Deep in the heart of an abandoned hotel, an eerie chill spreads throughout the narrowing hallways and winding staircases. Silence fills the suffocating air as paranormal investigator Eddie Osborne and his newly-hired videographer document a series of chilling supernatural occurrences. Through their footage, they tell of terrifying tales of horror: featuring all the things we fear the most. Very quickly they discover that when you follow evil long enough, it will eventually consume you…
Anthology films are somewhat scarce recently, although ‘Little Deaths (2011)’ and ‘ABCs of Death (2012)’ have been the more notable exceptions. And so to ‘The Hotel’, which features three stories within a framing narrative concerning paranormal investigator Eddie Osbourne staking a hotel with his new videographer. It’s worth pointing out that this strand features the least effective moments in the film.

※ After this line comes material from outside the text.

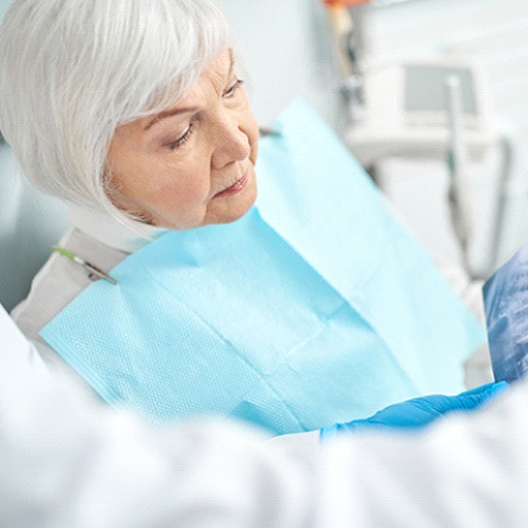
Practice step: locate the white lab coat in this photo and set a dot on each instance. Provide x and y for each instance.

The first tale concerns newlyweds Michael and Lana (Carson Nicely and Miranda Parham) moving into a house that appears to possess them. Nothing new in that, but it is played in engaging fashion by the two leads, and contains a few sinister moments before a weak ending.
Retribution plays a part in the second piece, a Jason-like story about a bullied child dressing up as a clown and getting his own back on his childhood aggressors.
An astonishingly dim film crew of three decide to record a hoax documentary concerning ‘Bigfoot’, and actually record themselves creating fake footprints in the foliage! A real life cannibal, played by Rodney Osborne takes advantage of the three youngsters’ stupidity by eating them …
… so it’s no surprise to find that Eddie is himself a revealed to be a cannibal who has lured Will to the hotel in order to eat him – however, in a terrifically unexpected reveal, the killer clown from story two turns up for the finale. The message is that if you surround yourself with negative energy, it will soon consume you.
This is good fun, obviously filmed on a micro-budget, and contains a vein of dark humour that makes up for any acting/production short-falls. The camera turns away from any gore, but there are some frightening moments – the shadow man from story one, the physically intimidating clown from story two, for example. There is an abundance of atmospheric from Director/writer Derrick Granado.